Sabato 3 luglio 2021, facciamo una visita al “parco archeologico naturalistico di Longola” Sito a Poggiomarino in provincia di Napoli. Sapendo che c’è una visita guidata, così conosceremmo meglio la storia si questo luogo, “tra l’altro guida molto gentile e preparata”. Il sito archeologico di Longola è uno dei pochi in Italia. Racconta la vita, il commercio dell’età del ferro-bronzo.
Il parco Archeologico naturalistica di Longola, situata a Poggiomarino in provincia di Napoli. Nella valle del Sarno, ad est del Vesuvio. Gli scavi hanno messo alla luce un villaggio dell’età del bronzo, costruito su degli isolotti artificiali affiancati da canali navigabili in un’area paludosa. L’ambiente anaerobico ha permesso agli archeologi di ritrovare l’intera struttura degli isolotti e alcune piroghe in legno in un ottimo stato di conservazione. Gli importanti resti archeologici, sottoposti a intense campagne di scavo dal 2001, rivelarono una stratificazione di costruzioni, capanne e aree artigianali, appartenenti ad un periodo storico che interessa l’età del bronzo. Tra i resti più significativi sono da segnalare la struttura lignea degli isolotti artificiali, così come tre piroghe tagliate in tronchi d’albero perfettamente conservate. Come spesso accade, il sito fu scoperto per puro caso. Nel novembre del 2000, in diverse discariche.
Durante i saggi furono portati alla luce dei reperti di straordinaria importanza e una serie di abitati, sovrapposti l’uno all’altro, databili dal Tardo Bronzo (1000 a.C. circa) fino agli inizi del VI sec. a.C. attribuiti al popolo dei Sarrasti. La scoperta fu di grande importanza in quanto per la prima volta in Campania erano stati rinvenuti insediamenti di tale continuità e collocabili in una linea temporale così estesa: grazie a ciò fu possibile colmare la lacuna conoscitiva tra le fasi dell’età del Bronzo e la fondazione di Pompei.

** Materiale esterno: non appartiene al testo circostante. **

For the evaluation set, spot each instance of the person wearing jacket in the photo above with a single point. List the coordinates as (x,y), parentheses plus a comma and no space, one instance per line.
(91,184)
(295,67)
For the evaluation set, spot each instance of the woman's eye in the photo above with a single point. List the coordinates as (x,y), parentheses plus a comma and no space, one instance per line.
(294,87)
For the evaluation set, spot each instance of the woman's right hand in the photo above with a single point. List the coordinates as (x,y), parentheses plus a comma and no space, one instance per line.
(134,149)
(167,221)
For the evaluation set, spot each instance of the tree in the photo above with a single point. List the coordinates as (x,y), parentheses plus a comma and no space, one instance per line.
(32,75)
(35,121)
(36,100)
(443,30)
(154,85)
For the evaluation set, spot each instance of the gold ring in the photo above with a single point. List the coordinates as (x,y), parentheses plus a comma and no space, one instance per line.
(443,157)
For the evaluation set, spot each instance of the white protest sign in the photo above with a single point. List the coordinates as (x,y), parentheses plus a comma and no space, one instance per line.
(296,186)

L’insediamento, che avrebbe avuto probabilmente la funzione di porto fluviale sulle rive del fiume Sarno, era caratterizzato da tanti piccoli isolotti sostenuti da robusti tronchi di quercia piantati nel fondale melmoso in modo da consolidarlo. I bordi erano rafforzati da pali e paletti infitti verticalmente (successivamente sostituiti da travi squadrate) formando così una rete di canali navigabili. Il legno portato alla luce era in eccellente stato di conservazione e furono rinvenuti resti di capanne e di alcune imbarcazioni.

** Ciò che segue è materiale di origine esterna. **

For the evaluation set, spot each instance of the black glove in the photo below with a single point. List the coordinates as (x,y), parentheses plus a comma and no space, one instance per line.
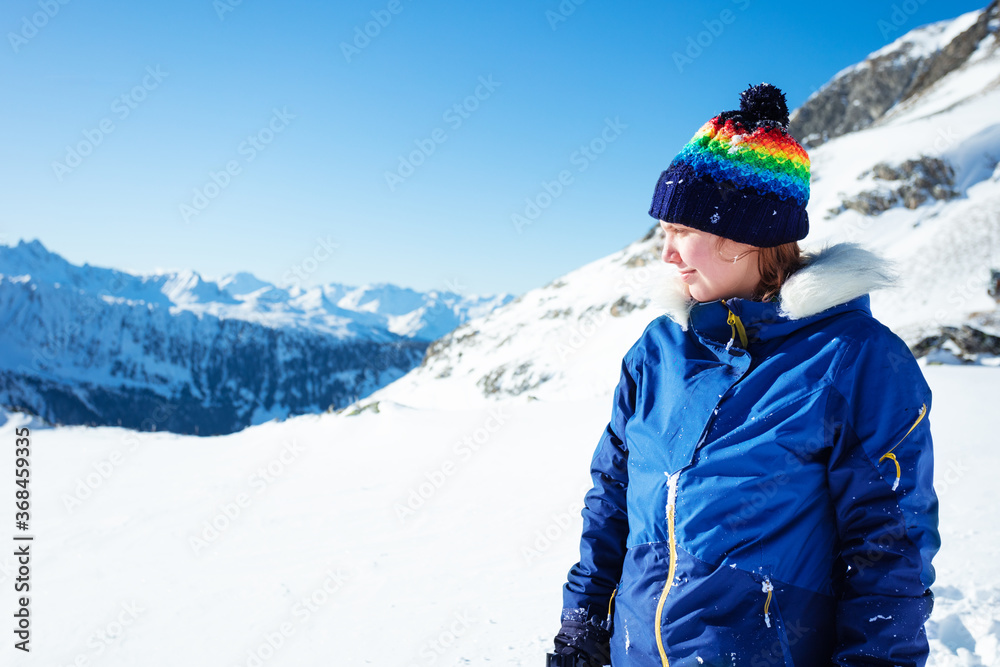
(587,642)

Dal ritrovamento di resti paleobotanici e paleofaunistici fu possibile ricostruire il contesto ambientale caratterizzato dalla presenza di boschi di querce e di abbondante fauna anche selvatica quali cinghiali, orsi, caprioli, cervi ecc. Il tipo di insediamento dimostra che gli abitanti del luogo avevano una buona conoscenza di ingegneria idraulica e una conoscenza dei materiali utilizzabili per costruire le abitazioni: la superficie degli isolotti era stata bonificata e rialzata varie volte durante il corso dei secoli utilizzando tecniche diverse. Per giunta, il rinvenimento di numerosi oggetti semilavorati di uso comune e i relativi scarti di lavorazione quali bronzo, ferro, ambra e pasta vitrea, confermava l’attitudine di questa comunità nella lavorazione di tali materiali e allo scambio di beni di prestigio.
Gli studiosi ipotizzano che la zona venne abbandonato a causa di un’alluvione avvenuta all’inizio del VI sec. a.C. e che proprio da questa migrazione unita a quella degli abitanti della valle superiore del Sarno potrebbero essere nate due importanti città della Valle del Sarno: Pompei e Nuceria.